Putin praises DiCaprio as 'real man' after harrowing journey to tiger summit
Actor Leonardo DiCaprio narrowly escaped two plane crashes en route to a five-day tiger summit hosted by Putin, who is no stranger to derring-do himself.
Alexei Druzhinin/Ria Novosti/AP
But on his way to attend the global "Save the Tiger" summit in St. Petersburg, Russia, Mr. DiCaprio nearly met with real-life aviation disaster twice: first when his Moscow-bound flight had to turn back to New York with its engine reportedly in flames, and again when the private aircraft he chartered was so severely buffeted by winds that it had to make an emergency landing in Finland.

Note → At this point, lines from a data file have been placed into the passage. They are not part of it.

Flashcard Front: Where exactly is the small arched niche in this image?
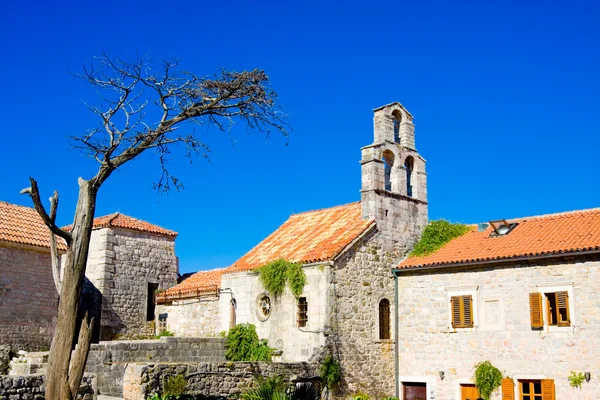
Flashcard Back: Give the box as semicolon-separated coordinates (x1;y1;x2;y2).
382;150;395;191
378;298;391;340
392;110;402;144
404;156;415;197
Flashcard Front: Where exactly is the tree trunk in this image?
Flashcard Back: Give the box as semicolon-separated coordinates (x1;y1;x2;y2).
46;179;97;400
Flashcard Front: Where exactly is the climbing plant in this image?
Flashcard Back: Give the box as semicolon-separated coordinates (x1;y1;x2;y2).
320;355;342;390
410;219;471;257
225;323;275;362
258;259;306;298
473;361;503;400
568;371;585;389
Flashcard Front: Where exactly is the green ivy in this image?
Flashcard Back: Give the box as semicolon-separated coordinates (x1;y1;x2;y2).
225;323;275;362
320;355;342;390
258;259;306;298
473;361;503;400
410;219;471;257
568;371;585;389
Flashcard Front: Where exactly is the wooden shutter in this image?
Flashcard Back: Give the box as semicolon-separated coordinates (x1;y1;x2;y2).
463;295;473;327
541;379;555;400
451;296;461;328
501;378;514;400
529;292;544;329
556;291;570;327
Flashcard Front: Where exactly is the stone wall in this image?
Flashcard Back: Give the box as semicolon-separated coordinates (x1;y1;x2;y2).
218;265;331;362
0;374;94;399
394;256;600;400
123;361;321;400
86;337;226;398
85;227;179;339
0;244;57;351
156;294;220;338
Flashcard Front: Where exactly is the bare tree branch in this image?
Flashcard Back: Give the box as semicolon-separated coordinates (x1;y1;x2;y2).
20;178;72;246
49;191;63;293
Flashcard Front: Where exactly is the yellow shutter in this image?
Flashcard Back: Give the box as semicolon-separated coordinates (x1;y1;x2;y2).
501;378;514;400
529;292;544;329
451;296;461;328
463;295;473;327
556;291;570;327
541;379;555;400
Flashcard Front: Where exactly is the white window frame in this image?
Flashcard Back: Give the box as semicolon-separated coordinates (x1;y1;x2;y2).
455;378;477;400
445;285;479;331
479;296;504;331
536;281;575;332
512;374;548;400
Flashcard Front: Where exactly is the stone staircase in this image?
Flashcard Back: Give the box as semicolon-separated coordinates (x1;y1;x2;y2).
8;351;48;375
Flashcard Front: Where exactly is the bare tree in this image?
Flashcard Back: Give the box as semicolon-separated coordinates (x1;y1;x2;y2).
20;53;288;399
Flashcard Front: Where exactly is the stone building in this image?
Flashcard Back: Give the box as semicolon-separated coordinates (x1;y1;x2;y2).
157;102;428;395
393;210;600;400
0;203;179;350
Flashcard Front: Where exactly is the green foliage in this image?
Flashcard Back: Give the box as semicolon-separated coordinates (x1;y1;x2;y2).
155;330;174;338
241;375;319;400
349;392;370;400
410;219;471;257
163;374;187;397
258;259;306;298
320;355;342;390
225;323;274;362
568;371;585;389
473;361;503;400
379;397;398;400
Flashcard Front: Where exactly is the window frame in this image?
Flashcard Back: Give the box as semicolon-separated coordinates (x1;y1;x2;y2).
297;296;308;328
535;282;574;332
446;285;478;331
378;298;391;340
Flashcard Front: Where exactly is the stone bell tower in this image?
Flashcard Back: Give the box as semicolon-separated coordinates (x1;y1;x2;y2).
360;102;428;233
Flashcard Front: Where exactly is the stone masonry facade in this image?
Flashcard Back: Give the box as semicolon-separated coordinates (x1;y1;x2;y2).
123;361;320;400
0;245;57;351
85;227;178;339
155;295;220;339
394;256;600;400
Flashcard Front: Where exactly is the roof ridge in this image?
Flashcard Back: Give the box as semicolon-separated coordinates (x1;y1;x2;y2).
0;201;36;211
290;201;361;216
481;206;600;224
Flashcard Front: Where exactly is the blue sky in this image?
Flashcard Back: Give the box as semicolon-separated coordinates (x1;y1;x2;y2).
1;0;598;274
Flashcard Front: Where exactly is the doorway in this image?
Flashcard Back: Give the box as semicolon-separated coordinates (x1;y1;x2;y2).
403;382;426;400
461;383;480;400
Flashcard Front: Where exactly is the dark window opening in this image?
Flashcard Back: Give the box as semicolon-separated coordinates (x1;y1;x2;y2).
147;282;159;321
393;110;402;144
383;150;395;191
379;298;391;339
405;157;414;197
297;297;308;327
230;298;237;330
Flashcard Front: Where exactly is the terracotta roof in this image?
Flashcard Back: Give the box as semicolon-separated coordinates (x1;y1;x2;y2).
66;213;177;237
398;208;600;270
160;202;375;298
0;201;67;251
157;268;224;302
225;202;374;273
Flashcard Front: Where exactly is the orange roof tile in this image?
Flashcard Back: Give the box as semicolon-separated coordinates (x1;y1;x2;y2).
158;268;224;301
225;202;374;273
398;208;600;270
161;202;375;297
0;201;67;251
65;213;177;237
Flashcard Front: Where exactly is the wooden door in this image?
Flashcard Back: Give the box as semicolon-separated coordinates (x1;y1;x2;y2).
403;382;426;400
461;384;480;400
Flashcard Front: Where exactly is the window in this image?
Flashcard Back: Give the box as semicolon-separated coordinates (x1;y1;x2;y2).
451;295;473;328
229;298;237;330
147;282;159;321
518;379;554;400
382;150;395;191
404;157;414;197
256;293;272;321
529;290;571;329
297;297;308;327
379;299;391;339
392;110;402;144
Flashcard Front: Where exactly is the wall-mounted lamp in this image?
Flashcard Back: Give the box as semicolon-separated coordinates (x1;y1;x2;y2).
439;371;445;380
585;372;591;383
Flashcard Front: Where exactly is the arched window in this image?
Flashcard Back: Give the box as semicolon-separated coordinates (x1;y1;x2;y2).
229;298;237;330
405;156;414;197
379;298;391;339
392;110;402;144
382;150;395;191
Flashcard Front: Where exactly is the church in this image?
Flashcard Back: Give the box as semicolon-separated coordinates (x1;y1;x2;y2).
157;101;600;400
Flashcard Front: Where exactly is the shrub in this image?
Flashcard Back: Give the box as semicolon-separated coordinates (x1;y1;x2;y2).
320;355;341;390
473;361;503;400
568;371;585;389
241;375;319;400
163;374;187;397
155;330;174;338
225;323;274;362
410;219;471;257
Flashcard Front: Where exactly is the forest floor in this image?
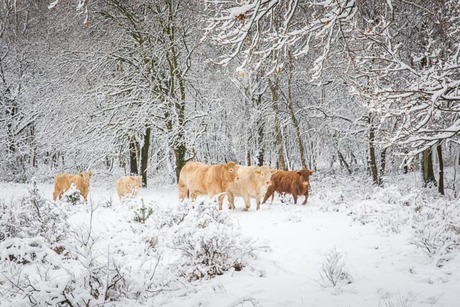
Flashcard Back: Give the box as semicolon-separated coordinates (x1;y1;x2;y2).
1;170;459;306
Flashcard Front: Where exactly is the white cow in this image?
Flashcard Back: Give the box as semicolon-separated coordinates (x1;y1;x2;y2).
226;166;272;211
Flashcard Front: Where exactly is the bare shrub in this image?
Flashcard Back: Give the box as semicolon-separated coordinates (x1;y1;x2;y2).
410;202;460;266
170;201;257;280
319;247;352;288
0;182;69;247
378;289;417;307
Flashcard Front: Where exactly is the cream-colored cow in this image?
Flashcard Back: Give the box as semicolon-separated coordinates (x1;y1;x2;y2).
226;166;272;211
116;176;142;199
178;161;239;208
53;171;93;202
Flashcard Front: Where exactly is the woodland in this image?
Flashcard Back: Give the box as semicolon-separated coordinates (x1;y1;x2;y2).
1;0;460;196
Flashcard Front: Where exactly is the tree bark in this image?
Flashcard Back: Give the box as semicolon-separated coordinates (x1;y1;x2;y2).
269;77;286;170
129;136;139;175
140;127;151;187
437;143;444;195
174;144;187;183
286;50;307;169
338;150;352;175
379;147;387;186
368;118;379;186
422;148;437;188
255;93;265;167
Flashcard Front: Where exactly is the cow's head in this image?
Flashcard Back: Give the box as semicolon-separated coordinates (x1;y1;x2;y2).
255;166;272;186
297;169;314;182
224;161;240;182
80;171;93;184
134;176;142;187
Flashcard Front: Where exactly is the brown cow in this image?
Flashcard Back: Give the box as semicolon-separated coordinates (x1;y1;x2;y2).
116;176;142;199
178;161;239;208
226;166;272;211
262;169;314;205
53;171;93;202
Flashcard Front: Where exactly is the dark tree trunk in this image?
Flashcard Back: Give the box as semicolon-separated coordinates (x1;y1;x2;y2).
140;127;151;187
379;147;387;186
437;143;444;195
338;150;352;175
368;120;379;185
129;136;139;175
422;148;437;188
174;144;186;182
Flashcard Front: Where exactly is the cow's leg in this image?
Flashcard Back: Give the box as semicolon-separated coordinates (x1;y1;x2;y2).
256;195;262;210
178;183;188;202
293;194;298;204
53;190;59;201
242;195;251;211
227;192;235;210
218;193;226;210
262;186;275;204
302;189;309;205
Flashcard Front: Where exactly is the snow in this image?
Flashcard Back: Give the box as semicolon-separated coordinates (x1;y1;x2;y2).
1;173;459;306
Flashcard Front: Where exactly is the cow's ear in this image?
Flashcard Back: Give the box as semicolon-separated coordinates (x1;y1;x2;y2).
309;170;315;175
229;168;234;172
297;171;302;176
255;170;261;175
271;170;277;174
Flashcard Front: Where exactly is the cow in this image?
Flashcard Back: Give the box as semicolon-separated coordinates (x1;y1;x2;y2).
262;169;314;205
53;171;93;202
116;176;142;199
226;166;273;211
178;161;239;209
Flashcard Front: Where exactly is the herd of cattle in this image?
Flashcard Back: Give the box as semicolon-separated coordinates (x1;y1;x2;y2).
52;161;314;210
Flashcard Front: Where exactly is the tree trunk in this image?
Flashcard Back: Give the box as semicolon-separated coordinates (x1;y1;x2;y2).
269;77;286;170
129;136;139;175
255;94;265;167
379;147;387;186
422;148;437;188
286;50;307;169
140;127;151;187
368;119;379;185
338;150;352;175
174;144;186;182
437;143;444;195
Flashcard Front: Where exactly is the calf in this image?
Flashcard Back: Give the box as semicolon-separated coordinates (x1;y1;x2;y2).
116;176;142;199
53;171;93;202
226;166;272;211
262;169;314;205
178;161;239;208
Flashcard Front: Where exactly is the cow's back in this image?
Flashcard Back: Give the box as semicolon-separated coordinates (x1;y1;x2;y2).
120;176;138;198
179;161;239;201
179;161;209;196
272;171;298;193
53;171;92;201
228;166;270;197
203;162;238;196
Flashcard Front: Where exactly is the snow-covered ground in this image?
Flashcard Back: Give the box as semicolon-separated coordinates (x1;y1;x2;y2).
1;172;459;306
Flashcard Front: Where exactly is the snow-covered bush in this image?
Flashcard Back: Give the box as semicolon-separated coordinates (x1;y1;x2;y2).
60;183;85;205
148;201;190;229
319;247;352;288
410;201;460;266
0;181;69;247
133;201;154;224
169;201;257;280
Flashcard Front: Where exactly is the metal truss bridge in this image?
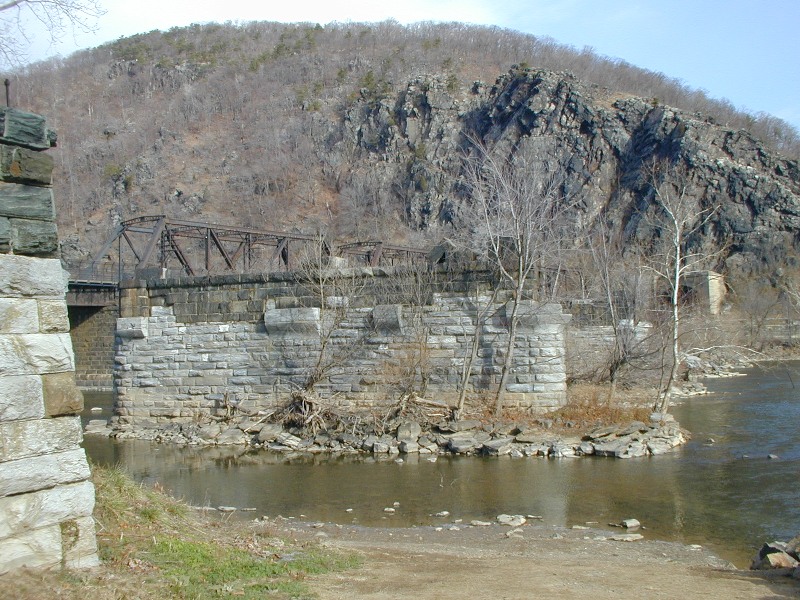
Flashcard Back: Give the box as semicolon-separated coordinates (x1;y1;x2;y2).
66;216;430;304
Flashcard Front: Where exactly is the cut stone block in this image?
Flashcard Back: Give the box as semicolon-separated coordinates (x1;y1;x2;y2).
0;254;66;297
0;416;83;462
0;333;75;375
0;448;91;498
0;480;95;538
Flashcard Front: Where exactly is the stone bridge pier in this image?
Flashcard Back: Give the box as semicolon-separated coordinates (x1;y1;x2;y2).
112;269;572;426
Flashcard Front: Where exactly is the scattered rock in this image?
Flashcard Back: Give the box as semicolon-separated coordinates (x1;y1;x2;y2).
440;419;482;433
481;437;515;456
497;514;526;527
621;519;641;530
397;421;422;441
257;423;284;443
609;534;644;542
751;539;800;570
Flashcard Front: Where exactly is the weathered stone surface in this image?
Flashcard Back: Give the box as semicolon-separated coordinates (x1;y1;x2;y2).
0;448;91;498
0;217;9;251
0;182;55;220
62;516;99;569
396;421;422;441
37;300;70;333
0;524;61;574
216;427;248;445
515;431;544;444
0;333;75;376
550;443;578;458
0;109;98;577
751;540;800;570
0;108;55;150
42;372;83;416
264;307;321;336
274;432;303;449
0;417;83;462
481;437;514;456
257;423;284;443
497;514;526;527
448;436;478;453
398;440;419;453
116;317;148;339
609;533;644;542
753;550;799;570
114;273;573;425
9;218;58;256
622;518;641;530
0;255;66;297
0;374;44;421
372;304;404;332
0;481;95;538
440;419;481;432
0;298;39;333
0;145;54;185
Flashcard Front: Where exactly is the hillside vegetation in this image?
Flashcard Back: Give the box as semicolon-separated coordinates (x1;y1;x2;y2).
6;21;799;260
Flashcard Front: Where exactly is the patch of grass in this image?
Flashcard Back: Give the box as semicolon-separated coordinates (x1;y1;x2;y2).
150;537;358;598
0;465;358;599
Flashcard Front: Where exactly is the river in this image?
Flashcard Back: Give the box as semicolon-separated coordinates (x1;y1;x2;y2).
81;362;800;568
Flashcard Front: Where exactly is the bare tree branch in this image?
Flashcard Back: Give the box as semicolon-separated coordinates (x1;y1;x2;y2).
460;138;578;416
1;0;104;68
641;158;720;414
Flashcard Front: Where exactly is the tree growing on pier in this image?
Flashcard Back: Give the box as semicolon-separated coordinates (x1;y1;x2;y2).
461;140;576;417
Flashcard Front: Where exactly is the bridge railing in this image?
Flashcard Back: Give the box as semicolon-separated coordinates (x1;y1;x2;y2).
66;261;126;286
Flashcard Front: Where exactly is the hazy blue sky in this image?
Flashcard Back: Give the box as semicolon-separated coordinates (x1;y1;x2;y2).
15;0;800;130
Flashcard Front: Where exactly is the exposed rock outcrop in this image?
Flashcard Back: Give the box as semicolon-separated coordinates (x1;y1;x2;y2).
335;68;800;275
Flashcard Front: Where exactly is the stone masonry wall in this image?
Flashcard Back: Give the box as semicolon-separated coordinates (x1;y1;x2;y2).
113;270;571;425
69;305;117;391
0;108;98;573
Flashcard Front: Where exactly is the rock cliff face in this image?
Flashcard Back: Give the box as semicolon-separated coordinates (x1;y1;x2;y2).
334;67;800;274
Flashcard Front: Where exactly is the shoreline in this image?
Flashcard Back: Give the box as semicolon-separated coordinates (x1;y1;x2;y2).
260;514;797;599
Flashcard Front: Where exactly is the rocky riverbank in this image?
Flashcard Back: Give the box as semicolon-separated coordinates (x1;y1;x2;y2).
86;408;689;459
751;534;800;582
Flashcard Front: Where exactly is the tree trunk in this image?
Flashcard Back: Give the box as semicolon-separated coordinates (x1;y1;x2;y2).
494;289;522;418
457;288;498;415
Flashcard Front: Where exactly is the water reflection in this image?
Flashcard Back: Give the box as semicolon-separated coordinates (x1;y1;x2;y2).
81;362;800;567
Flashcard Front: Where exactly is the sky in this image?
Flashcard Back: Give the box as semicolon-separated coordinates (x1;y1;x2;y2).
11;0;800;130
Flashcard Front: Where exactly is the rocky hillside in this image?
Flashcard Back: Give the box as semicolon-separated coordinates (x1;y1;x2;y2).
7;21;800;277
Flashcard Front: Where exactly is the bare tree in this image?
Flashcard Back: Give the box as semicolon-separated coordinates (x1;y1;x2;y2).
1;0;104;67
585;222;657;401
462;140;575;417
292;234;369;396
641;158;717;414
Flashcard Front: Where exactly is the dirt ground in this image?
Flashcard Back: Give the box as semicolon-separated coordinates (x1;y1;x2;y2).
272;520;800;600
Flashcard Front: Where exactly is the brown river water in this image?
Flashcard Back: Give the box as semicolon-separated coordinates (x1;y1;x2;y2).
81;362;800;568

For his perseverance, Russian Prime Minister Vladimir Putin – who knows a thing or two about looking macho – awarded DiCaprio the highest accolade a Russian guy can offer: he called him a nastoyachshi muzhik, which is a particularly rustic way of saying "a real man."
"I would like to thank you for coming," Mr. Putin told the actor when he belatedly arrived Tuesday night, bearing a $1 million gift for the tiger preservation program. (See video.)
"A man with less strong nerves might have refused and thought [your brushes with disaster] were a sign that you should not come," Putin said.
DiCaprio's close calls in the skies
DiCaprio's first attempt to reach St. Petersburg on Sunday failed when the Moscow-bound Delta Boeing 767’s engine flamed out, and the crippled plane returned to New York.
The next day he switched to a small Gulfstream private jet, but it nearly ran out of fuel battling unexpectedly strong headwinds over the Atlantic, and barely made safe haven in Helsinki.
"DiCaprio didn't just come to St. Petersburg, he busted into St. Petersburg across the Front Line.... Permit me to say this. In our country, that's what we call a real man," Putin said.
Putin's own derring-do
Since becoming Russia's president a decade ago Putin, a former KGB spy and judo master, has periodically indulged in somewhat more stage-managed feats of macho derring-do.
These include flying in the rear seat of an Su-24 fighter plane to the war-torn republic of Chechnya, observing a missile launch from the deck of a nuclear submarine, co-piloting a supersonic Tu-160 bomber, and diving more than a kilometer to the bottom of Siberia's Lake Baikal in a Mir-1 mini-submarine.
Showing a softer side, Putin last week asked people to help him name his new Bulgarian Shepherd puppy, given to him by the Bulgarian prime minister on a recent visit, by posting their suggestions on his official website.
One of the stories Putin might have swapped with DiCaprio during the lengthy tête-à-tête the two enjoyed at the tiger summit was the time, two years ago, when he saved the lives of an entire television crew from a Siberian tiger. After the captive animal broke its bonds and went on a rampage, Putin shot it with a tranquilizer gun and sedated it – thereby saving not only the crew, but the specimen of an endangered tiger species as well.
"Putin's interest in saving tigers should be no surprise. He's devoted a lot of effort to ecological problems," says Sergei Markov, a Kremlin-connected Duma deputy. "He's even told people that after he retires his goal is to find some way to work on environmental issues."
DiCaprio's uncanny resemblance to Lenin
During their meeting DiCaprio warmed up to Putin, mentioning that he, too, is of Russian descent.
"The name of my ancestors was Smirnov," DiCaprio said. "I always wanted to bring my grandmother to St. Petersburg, but that never came to fruition before she died two years ago."
A Russian film producer, Alexander Borodyansky, noting DiCaprio's uncanny resemblance to Soviet founder Vladimir Lenin, is reportedly in talks with the actor to play the Bolshevik leader in his new film "Lenin's Brain." The storyline apparently involves a resurrected Lenin returning to organize a Communist revolution in the US.
"I’m sure that when you get to know St. Petersburg you will be proud of your Russian roots," Putin told DiCaprio.